El Santuario

Por Jair Ochoa


 

"Sé que la cuestión del santuario, tal cual la hemos sostenido durante tantos años, se basa en la justicia y la verdad" (Obreros Evangélicos, Págs. 317, 318).

 "El tema del santuario debiera ser cuidadosamente examinado, puesto que en él descansa el fundamento de nuestra fe y nuestra esperanza" (The Advent Review, número especial combinado). 

"Nuestra fe con referencia al mensaje del primero, el segundo y el tercer ángeles era correcta.
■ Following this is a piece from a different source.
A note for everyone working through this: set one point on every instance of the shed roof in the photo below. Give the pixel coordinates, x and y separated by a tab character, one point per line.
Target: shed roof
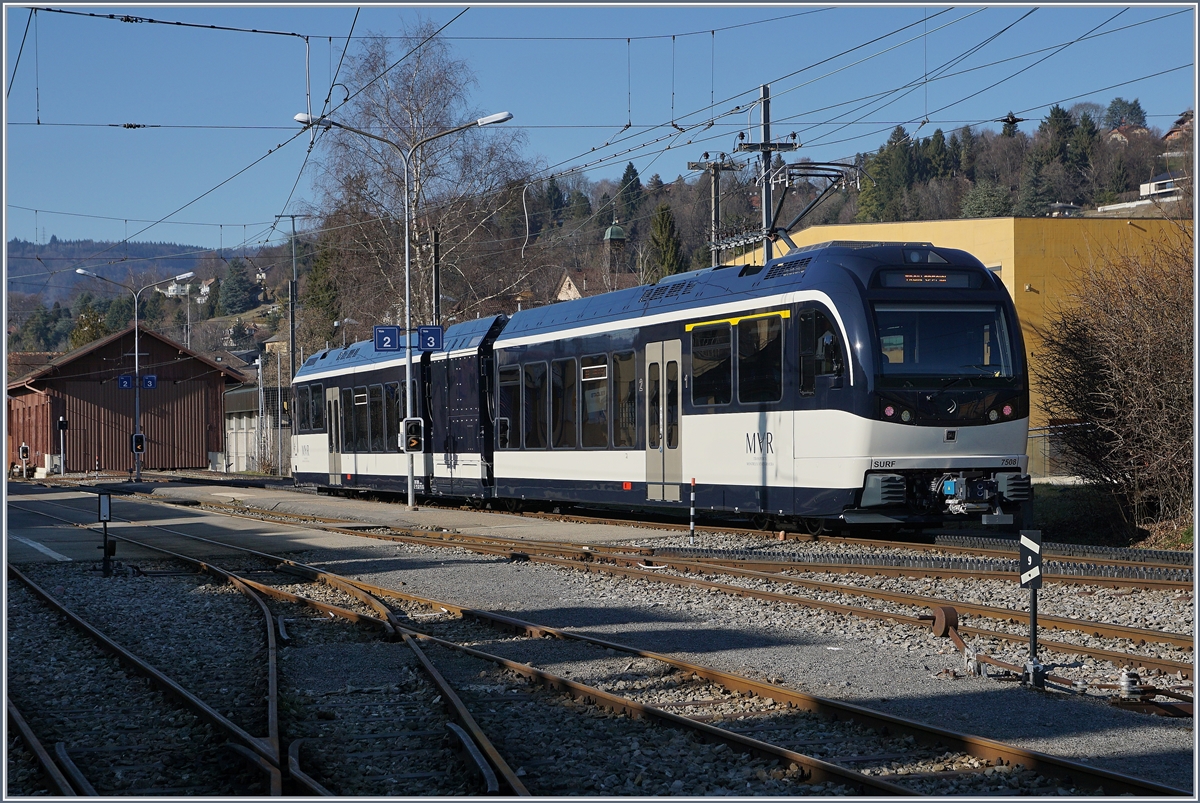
51	367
Los grandes hitos por los cuales hemos pasado son inconmovibles. Aun cuando las huestes del infierno intenten derribarlos de sus fundamentos, y triunfar en el pensamiento de que han tenido éxito, no alcanzarán su objetivo. Estos pilares de la verdad permanecen tan incólumes como las montañas eternas, sin ser conmovidos por todos los esfuerzos de los hombres combinados con los de Satanás y su hueste. Podemos aprender mucho, y debemos estar constantemente escudriñando las Escrituras para ver si estas cosas son así. El pueblo de Dios ha de tener ahora sus ojos fijos en el santuario celestial, donde se está realizando el servicio final de nuestro gran Sumo Sacerdote en la obra del juicio, donde él está intercediendo por su pueblo" (El Evangelismo, Pág. 166). 

Después de analizar los textos anteriores vamos a mirar el santuario punto por punto y descubriremos la gran verdad de la justicia de Cristo. 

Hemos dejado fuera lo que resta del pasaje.